Many of the Green House residents came from Bethel Home.

They were screened for many factors, including whether they would do well in a more intimate environment without big group activities, Krentz said.

Several of the Green House residents have chronic diseases or dementia, illness levels “very much the same” as at other nursing homes, said Ohman, the administrator.

The fee, $275 a day, is comparable to other facilities, she said.

One reason Green Houses are affordable is the way care is delivered, Ohman said.

Instead of hiring employees for specific jobs — cooking, housekeeping, doing laundry, giving baths — each Green House is staffed by two certified nursing assistants who perform all of the duties. In Oshkosh, one nurse dispenses medications at both buildings.

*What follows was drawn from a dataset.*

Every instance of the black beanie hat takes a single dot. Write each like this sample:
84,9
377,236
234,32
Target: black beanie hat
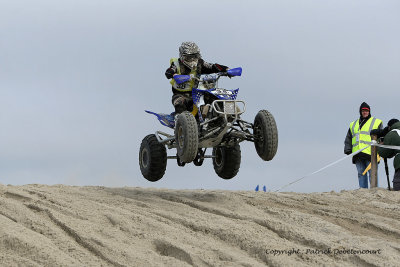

The nursing assistants — called “shahbazim,” from a Persian myth about a protective falcon — report directly to Ohman, who is known as a guide.

Since the shahbazim run most aspects of the houses, they get to know each resident well, Ohman said. “The idea is to bring the decisions of the house to the person closest to the elder,” she said.

Green Houses are expected to open next year at the Veterans Affairs medical centers in Milwaukee and Tomah.

Studies cited by the Green House Project say residents have higher satisfaction levels, less physical decline and less depression than those in traditional nursing homes, while receiving more direct care for similar needs.

Choice and flexibility

In Oshkosh, the residents wake up when they want to, Ohman said.

Many feel comfortable using walkers, instead of wheelchairs, to go the short distance from their rooms to the common area, she said.

For breakfast, they can order eggs, pancakes, oatmeal, cereal or other items, said Trina Manns, one of the shahbazim. Sometimes the residents bake together. Lunch and dinner are prepared at the rehab center next door but warmed up in ovens at the Green Houses.

Medical carts are replaced by locked medication cabinets in each room. Puzzles, scrapbooks and art work assembled by residents are on display.

Indoor and outdoor porches offer glimpses of wild turkey and deer. Coat closets inside the front doors give visitors the sense of entering a home.

On a recent day, a CD of Doris Day’s “Sentimental Journey” was wafting through the common area before kindergartners came to color and sing with residents.

Jack Hartman dropped in to see his mother, 100-year-old Viola Marshall. After transferring from Bethel Home to the Green House, she couldn’t be happier, Hartman said.

“There, she didn’t want to come out of her room,” he said. “Here, you can’t keep her in it.”